Recent commits to the Android Open Source Project (AOSP) have pointed to some interesting changes that could potentially feature in the next version of Android. Modifications to how developers get access to the Application Programming Interfaces - or APIs for short - may have some dire implications for your favorite apps.
Discovered by senior Recognized Developer rovo89 at XDA Developers, credited for his work on the Xposed Framework, the two commits introduced a new tool called 'hiddenAPI'. The first commit modifies the access flags of all class members within the DEX file if they appear on the so-called 'grey or blacklist'. If so, the marked methods will be treated as internal APIs, and access to them will be restricted. The second commit, simply describes how the aforementioned lists work. According to the report, it prevents access to boot class methods and fields marked by the first commit we mentioned.

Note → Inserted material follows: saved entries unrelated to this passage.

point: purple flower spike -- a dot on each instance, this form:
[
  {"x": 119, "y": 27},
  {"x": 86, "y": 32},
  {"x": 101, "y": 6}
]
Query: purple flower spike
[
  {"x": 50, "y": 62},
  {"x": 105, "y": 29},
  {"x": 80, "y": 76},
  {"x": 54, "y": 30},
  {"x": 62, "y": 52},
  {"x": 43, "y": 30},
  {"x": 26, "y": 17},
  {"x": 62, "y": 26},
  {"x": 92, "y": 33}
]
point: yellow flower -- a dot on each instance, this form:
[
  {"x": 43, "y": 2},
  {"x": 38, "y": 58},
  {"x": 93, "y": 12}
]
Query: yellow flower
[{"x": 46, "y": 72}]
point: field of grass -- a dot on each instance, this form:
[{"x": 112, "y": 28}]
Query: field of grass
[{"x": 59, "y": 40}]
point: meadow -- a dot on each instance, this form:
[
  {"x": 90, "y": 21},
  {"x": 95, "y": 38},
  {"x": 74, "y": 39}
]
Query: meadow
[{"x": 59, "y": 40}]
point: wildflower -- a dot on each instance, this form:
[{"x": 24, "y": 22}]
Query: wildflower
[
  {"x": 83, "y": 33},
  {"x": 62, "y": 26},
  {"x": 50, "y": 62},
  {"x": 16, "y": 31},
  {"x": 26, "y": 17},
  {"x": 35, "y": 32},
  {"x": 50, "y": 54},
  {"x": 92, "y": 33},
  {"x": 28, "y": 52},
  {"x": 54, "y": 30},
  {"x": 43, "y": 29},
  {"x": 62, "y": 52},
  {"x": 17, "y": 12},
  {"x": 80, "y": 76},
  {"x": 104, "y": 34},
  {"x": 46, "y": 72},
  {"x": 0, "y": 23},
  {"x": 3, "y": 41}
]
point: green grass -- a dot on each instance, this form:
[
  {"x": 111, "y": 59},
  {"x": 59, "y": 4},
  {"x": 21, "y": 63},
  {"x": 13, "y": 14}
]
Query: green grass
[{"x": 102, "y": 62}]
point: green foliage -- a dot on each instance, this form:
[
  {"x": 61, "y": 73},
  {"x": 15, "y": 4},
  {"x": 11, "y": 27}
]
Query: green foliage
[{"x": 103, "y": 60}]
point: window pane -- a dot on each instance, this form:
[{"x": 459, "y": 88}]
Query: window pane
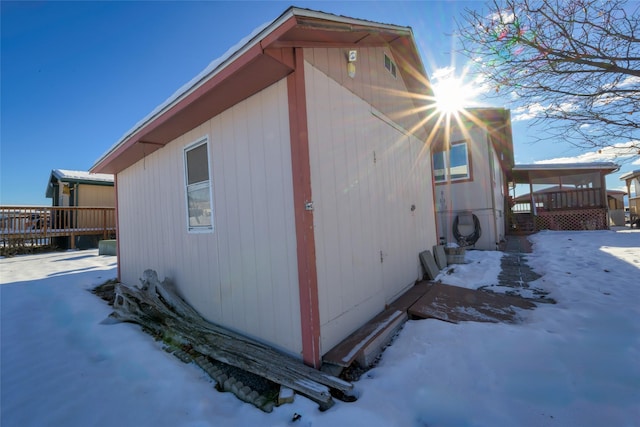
[
  {"x": 199, "y": 205},
  {"x": 197, "y": 165},
  {"x": 439, "y": 171},
  {"x": 459, "y": 164}
]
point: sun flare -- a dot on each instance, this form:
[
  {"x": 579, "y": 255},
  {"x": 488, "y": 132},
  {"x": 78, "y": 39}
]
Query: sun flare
[{"x": 452, "y": 95}]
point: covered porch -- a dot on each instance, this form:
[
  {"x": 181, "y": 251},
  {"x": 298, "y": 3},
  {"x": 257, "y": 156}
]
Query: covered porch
[{"x": 560, "y": 197}]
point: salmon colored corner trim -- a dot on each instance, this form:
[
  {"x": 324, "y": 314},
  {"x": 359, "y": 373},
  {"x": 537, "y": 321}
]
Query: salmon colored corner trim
[
  {"x": 301, "y": 171},
  {"x": 115, "y": 190}
]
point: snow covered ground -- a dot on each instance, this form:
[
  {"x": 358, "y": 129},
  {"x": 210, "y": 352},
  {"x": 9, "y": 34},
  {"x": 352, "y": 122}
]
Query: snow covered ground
[{"x": 576, "y": 363}]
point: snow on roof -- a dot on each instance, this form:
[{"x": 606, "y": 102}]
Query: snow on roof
[
  {"x": 64, "y": 174},
  {"x": 226, "y": 58},
  {"x": 630, "y": 174},
  {"x": 560, "y": 166}
]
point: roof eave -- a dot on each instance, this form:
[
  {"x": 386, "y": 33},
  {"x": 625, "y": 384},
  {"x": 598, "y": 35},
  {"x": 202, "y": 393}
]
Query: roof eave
[{"x": 156, "y": 131}]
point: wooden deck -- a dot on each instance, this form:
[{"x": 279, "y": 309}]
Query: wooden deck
[
  {"x": 36, "y": 226},
  {"x": 423, "y": 300}
]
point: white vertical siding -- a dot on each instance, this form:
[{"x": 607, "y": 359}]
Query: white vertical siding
[
  {"x": 244, "y": 274},
  {"x": 483, "y": 195},
  {"x": 96, "y": 195},
  {"x": 365, "y": 175}
]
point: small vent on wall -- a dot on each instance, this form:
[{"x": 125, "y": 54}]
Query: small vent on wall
[{"x": 390, "y": 65}]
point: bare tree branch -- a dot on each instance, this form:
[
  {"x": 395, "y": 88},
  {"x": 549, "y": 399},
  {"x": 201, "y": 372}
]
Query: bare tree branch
[{"x": 572, "y": 65}]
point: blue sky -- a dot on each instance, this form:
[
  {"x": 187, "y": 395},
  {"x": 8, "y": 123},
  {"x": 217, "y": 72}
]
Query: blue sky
[{"x": 76, "y": 76}]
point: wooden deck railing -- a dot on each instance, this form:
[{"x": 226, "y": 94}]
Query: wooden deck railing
[
  {"x": 35, "y": 226},
  {"x": 587, "y": 198}
]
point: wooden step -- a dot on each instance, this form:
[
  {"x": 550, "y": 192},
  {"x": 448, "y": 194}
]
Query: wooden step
[{"x": 367, "y": 342}]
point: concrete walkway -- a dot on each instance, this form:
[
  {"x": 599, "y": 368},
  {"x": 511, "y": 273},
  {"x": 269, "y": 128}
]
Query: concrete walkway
[{"x": 516, "y": 275}]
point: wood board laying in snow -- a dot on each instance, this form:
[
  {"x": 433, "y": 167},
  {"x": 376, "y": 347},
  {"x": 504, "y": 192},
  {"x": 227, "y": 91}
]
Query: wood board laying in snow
[{"x": 158, "y": 307}]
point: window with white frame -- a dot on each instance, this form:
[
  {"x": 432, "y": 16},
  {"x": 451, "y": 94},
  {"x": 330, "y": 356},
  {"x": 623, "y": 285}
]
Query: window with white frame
[
  {"x": 199, "y": 203},
  {"x": 455, "y": 161}
]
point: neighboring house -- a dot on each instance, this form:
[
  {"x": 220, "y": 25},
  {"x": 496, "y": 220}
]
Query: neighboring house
[
  {"x": 562, "y": 197},
  {"x": 615, "y": 202},
  {"x": 470, "y": 174},
  {"x": 632, "y": 180},
  {"x": 69, "y": 189},
  {"x": 286, "y": 190}
]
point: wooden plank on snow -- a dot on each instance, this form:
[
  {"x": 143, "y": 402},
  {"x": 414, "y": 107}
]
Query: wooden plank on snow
[{"x": 158, "y": 307}]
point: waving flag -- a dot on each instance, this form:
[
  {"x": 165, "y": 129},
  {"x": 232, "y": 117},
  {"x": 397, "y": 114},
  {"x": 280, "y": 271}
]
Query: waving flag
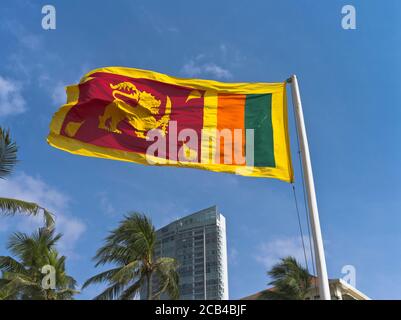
[{"x": 154, "y": 119}]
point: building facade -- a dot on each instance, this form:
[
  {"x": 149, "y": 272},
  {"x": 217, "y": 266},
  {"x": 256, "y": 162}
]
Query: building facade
[{"x": 198, "y": 242}]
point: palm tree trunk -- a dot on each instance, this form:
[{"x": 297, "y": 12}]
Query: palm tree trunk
[{"x": 149, "y": 285}]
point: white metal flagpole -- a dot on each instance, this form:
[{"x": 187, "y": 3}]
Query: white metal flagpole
[{"x": 310, "y": 191}]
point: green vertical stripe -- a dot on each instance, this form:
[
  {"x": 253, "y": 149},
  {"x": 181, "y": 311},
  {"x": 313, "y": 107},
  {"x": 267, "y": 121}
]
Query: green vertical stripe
[{"x": 258, "y": 116}]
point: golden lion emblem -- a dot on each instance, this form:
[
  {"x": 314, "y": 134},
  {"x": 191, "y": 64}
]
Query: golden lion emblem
[{"x": 137, "y": 107}]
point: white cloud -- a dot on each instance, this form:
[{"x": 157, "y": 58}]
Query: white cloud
[
  {"x": 11, "y": 99},
  {"x": 195, "y": 69},
  {"x": 34, "y": 189},
  {"x": 269, "y": 253}
]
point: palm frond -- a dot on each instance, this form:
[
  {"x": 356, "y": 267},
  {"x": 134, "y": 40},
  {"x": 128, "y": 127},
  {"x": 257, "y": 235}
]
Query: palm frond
[
  {"x": 8, "y": 153},
  {"x": 101, "y": 277}
]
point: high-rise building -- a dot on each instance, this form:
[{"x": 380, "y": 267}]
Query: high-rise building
[{"x": 198, "y": 242}]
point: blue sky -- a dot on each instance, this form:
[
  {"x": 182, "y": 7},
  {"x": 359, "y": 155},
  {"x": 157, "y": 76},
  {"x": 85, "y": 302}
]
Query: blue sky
[{"x": 350, "y": 89}]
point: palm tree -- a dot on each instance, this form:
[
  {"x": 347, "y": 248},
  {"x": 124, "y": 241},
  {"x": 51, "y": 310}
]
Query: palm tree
[
  {"x": 290, "y": 281},
  {"x": 8, "y": 206},
  {"x": 22, "y": 277},
  {"x": 130, "y": 247}
]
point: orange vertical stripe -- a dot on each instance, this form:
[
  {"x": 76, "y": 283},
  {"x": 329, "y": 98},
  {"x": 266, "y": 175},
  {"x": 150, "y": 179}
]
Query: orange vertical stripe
[{"x": 230, "y": 115}]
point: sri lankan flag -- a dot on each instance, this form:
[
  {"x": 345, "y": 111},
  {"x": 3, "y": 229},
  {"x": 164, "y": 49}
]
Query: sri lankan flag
[{"x": 151, "y": 118}]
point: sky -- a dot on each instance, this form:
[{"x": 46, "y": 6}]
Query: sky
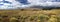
[{"x": 13, "y": 4}]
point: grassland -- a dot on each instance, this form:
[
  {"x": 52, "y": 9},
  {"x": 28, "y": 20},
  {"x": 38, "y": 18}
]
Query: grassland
[{"x": 30, "y": 15}]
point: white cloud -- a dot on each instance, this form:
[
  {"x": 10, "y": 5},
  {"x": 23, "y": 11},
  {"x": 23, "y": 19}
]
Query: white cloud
[{"x": 16, "y": 4}]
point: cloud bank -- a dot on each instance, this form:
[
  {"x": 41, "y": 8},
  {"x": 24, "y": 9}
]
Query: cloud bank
[{"x": 23, "y": 3}]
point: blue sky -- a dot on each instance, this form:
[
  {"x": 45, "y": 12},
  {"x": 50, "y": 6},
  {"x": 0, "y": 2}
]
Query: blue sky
[{"x": 27, "y": 3}]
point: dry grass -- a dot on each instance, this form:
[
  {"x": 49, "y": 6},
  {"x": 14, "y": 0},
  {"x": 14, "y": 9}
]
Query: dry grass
[{"x": 31, "y": 16}]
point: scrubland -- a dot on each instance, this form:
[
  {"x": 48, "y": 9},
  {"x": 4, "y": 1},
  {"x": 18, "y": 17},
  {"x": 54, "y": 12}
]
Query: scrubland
[{"x": 30, "y": 15}]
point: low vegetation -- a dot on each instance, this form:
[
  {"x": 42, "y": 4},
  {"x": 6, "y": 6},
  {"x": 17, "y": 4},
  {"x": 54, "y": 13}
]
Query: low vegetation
[{"x": 30, "y": 16}]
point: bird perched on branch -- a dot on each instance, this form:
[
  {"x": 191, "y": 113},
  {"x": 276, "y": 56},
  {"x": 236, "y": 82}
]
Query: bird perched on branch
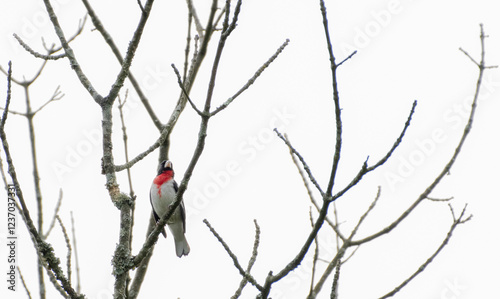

This change will have a negative impact on apps on Android that use these hidden APIs, according to rovo89:
If these commits get merged, it would mean that apps can no longer use/access hidden APIs, that is classes, methods and fields which are annotated with @hide in AOSP and therefore not part of the official SDK. This wouldn’t be a problem for Xposed modules as I could easily revert those commits or allow modules to also access these APIs. But there are many apps which take advantage of hidden APIs, and those would fail in the future.
The reason this change is significant is quite simple. In the Android Software Development Kit (SDK), developers for the open-source operating system from Google gain access to a library of APIs that allow them to code specific functionality into their apps. However, sometimes a developer might need a specific set of tools, which Google kept hidden because they might not be ready. Although this is not recommended, several developers find them quite useful when building a specific feature set.
These APIs help some create stunning applications on Android, but can also be abused by those with nefarious plans. So it might not be so surprising to see Google actively working to limit access to them. Until the next version launches, it will be difficult to ascertain just how this change will affect the biggest apps for Android. It is, however, suggested that developers reconsider using these hidden APIs in future.